生きてるだけで、愛。(2018年製作の映画)
4.2
撮影が素晴らしすぎる。
自分の目を通して見るこの街はあまり好きにはなれないけれど、この映画が移し出す街は、登場人物の心象が拡張したかのように、儚く心細く潤んでいて、「あたしをちゃんと見て」と袖を引っ張って来る。

強烈。趣里やべぇ。
寧子は割れたガラス片のように、差し伸べられる手を傷つけながら、どうしようもなく澄んで見える人。菅田くんも仲里依紗も絶妙に特性を引き出されていた。

しばしその台詞を言わせるために、リアリティと乖離した不自然さが気になって興醒めすることがあるけど、この映画は何故かそれがなかった。趣里やべぇ‥のか?

自分の近くにも寧子みたいな女性はいたんだと思う。どんなに理解しようとしても、当事者にしか分からないこともあるだろうし、映画は所詮、“綺麗事で終わらせない”という綺麗事でしかない。
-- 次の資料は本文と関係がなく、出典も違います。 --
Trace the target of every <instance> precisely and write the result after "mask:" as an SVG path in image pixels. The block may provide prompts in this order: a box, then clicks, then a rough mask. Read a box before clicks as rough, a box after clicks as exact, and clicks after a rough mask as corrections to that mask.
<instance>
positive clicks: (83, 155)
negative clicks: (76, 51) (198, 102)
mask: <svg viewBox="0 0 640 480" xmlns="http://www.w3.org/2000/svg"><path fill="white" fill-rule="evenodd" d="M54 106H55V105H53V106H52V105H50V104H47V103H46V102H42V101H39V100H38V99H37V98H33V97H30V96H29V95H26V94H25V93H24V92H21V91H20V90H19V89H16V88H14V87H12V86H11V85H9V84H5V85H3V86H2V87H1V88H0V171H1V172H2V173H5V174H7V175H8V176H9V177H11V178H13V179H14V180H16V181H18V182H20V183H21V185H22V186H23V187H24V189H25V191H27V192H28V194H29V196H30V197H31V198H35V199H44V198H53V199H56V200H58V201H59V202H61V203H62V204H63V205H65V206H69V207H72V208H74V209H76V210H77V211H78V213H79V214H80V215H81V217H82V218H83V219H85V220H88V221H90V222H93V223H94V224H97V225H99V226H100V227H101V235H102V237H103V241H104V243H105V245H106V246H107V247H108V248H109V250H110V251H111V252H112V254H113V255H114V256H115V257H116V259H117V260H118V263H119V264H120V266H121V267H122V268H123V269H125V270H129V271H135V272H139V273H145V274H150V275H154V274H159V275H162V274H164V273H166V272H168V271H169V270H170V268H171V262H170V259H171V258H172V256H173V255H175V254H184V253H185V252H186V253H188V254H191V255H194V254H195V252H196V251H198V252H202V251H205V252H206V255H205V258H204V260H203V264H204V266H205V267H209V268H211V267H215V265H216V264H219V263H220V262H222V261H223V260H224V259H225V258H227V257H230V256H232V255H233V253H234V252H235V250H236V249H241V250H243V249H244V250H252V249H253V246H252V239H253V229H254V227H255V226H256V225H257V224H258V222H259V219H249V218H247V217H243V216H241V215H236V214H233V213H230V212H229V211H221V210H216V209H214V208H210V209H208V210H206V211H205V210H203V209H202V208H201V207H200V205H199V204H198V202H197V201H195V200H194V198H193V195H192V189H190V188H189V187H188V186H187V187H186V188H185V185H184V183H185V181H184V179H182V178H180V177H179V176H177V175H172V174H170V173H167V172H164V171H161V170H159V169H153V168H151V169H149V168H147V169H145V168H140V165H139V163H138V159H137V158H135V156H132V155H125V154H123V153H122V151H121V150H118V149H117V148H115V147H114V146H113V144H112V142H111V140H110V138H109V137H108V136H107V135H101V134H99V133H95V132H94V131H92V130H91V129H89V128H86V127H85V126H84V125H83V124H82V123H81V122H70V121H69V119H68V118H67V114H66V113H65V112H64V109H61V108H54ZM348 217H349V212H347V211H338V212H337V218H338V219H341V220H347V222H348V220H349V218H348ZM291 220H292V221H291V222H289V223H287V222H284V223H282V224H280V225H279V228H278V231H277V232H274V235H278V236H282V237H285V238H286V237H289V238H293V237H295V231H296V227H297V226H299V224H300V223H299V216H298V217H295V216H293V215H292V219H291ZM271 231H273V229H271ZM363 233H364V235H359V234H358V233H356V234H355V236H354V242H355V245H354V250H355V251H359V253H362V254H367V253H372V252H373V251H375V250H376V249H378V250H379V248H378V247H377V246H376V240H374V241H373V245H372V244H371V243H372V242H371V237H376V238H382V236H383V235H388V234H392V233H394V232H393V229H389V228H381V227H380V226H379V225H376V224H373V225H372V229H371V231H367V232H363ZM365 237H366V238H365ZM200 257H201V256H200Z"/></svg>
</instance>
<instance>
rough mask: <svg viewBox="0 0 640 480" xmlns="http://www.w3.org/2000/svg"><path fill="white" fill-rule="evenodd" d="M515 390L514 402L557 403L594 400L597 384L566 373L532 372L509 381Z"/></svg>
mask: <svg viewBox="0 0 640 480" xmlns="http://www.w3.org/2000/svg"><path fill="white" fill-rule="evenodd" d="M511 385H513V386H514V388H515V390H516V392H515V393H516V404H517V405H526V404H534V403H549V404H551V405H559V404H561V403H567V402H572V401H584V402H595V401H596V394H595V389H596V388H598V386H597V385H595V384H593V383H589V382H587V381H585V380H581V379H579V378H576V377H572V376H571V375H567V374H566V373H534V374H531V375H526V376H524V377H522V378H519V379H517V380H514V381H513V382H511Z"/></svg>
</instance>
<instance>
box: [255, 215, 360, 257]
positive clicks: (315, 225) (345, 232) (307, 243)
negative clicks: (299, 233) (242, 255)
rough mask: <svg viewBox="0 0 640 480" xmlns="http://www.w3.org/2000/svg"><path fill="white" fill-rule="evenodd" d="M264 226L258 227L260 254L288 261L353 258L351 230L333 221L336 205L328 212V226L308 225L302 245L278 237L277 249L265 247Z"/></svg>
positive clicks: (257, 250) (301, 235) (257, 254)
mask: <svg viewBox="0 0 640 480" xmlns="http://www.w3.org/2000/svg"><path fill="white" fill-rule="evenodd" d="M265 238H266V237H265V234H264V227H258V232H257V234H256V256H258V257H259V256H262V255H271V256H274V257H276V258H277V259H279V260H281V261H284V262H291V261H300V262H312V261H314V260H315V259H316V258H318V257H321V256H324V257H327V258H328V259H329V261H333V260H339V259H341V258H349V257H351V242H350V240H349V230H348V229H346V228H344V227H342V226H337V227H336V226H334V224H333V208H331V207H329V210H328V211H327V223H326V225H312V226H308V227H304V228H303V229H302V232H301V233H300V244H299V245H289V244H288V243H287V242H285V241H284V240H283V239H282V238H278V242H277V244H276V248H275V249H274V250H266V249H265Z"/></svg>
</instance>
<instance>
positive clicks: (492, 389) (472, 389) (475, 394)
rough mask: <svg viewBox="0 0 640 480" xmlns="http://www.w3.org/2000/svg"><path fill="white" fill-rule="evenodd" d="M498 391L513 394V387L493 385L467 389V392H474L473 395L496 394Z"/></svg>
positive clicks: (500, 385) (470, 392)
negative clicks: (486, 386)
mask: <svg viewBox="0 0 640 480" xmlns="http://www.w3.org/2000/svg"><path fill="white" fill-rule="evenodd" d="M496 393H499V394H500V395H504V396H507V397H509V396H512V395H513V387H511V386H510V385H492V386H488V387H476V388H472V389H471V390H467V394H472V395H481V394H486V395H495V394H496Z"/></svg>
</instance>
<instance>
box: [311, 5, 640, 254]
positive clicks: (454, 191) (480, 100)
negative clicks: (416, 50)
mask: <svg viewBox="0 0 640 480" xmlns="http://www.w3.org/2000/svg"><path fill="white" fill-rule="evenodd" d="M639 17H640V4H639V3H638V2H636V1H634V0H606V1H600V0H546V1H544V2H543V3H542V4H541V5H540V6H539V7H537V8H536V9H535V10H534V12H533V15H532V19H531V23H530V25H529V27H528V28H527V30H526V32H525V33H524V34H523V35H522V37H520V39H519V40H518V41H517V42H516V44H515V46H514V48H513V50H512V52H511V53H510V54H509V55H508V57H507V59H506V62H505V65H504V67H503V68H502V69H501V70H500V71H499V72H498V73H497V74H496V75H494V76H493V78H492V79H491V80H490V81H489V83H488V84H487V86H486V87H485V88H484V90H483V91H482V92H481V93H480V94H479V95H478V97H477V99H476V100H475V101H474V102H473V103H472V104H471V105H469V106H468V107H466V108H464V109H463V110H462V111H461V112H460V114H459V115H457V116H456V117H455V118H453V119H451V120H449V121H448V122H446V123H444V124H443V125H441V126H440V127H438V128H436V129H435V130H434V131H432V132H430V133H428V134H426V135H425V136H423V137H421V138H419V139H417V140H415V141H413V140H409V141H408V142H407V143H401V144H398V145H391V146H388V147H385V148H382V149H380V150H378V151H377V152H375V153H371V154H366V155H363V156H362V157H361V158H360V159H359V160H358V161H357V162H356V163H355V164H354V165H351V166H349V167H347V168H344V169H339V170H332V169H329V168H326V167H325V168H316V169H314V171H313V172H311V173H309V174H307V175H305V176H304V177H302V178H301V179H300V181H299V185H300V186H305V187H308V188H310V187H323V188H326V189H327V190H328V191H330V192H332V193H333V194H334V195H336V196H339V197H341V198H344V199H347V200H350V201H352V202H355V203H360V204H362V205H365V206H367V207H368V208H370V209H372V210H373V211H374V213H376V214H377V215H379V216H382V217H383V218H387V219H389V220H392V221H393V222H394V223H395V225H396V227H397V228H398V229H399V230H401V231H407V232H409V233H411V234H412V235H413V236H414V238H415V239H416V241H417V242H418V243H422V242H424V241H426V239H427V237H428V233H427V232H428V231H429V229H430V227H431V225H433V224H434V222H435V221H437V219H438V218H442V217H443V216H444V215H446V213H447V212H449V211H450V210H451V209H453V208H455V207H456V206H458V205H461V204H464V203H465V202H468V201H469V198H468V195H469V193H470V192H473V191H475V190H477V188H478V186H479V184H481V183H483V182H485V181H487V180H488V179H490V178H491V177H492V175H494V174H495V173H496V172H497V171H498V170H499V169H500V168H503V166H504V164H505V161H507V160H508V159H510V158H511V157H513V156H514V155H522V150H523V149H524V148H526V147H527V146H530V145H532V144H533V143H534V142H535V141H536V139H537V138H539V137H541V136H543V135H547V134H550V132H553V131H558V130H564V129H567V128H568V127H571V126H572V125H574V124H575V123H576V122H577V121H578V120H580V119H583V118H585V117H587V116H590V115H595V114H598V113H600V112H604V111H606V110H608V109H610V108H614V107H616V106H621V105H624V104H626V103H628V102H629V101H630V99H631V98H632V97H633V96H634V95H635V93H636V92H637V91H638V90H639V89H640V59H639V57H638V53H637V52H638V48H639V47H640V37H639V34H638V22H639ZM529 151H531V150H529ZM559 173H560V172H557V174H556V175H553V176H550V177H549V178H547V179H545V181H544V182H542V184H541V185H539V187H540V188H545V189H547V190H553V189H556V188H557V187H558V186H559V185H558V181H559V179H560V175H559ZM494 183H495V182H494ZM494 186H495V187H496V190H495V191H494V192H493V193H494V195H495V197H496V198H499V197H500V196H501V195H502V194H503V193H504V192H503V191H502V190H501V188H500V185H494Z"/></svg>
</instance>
エドワード・ヤンみたいなカットがあって個人的には大好きな作品。観る人によっては相当抉られるかもしれない。メンヘラという言葉、属性が一般的に認知されたこと。めんどくさいという呟きが救うもの。何とかなるという慰めが殺すもの。誰もが主人公だからそりゃそうなるよ。国民総活躍時代だってさ。丁寧に、順番に、少しずつやろう。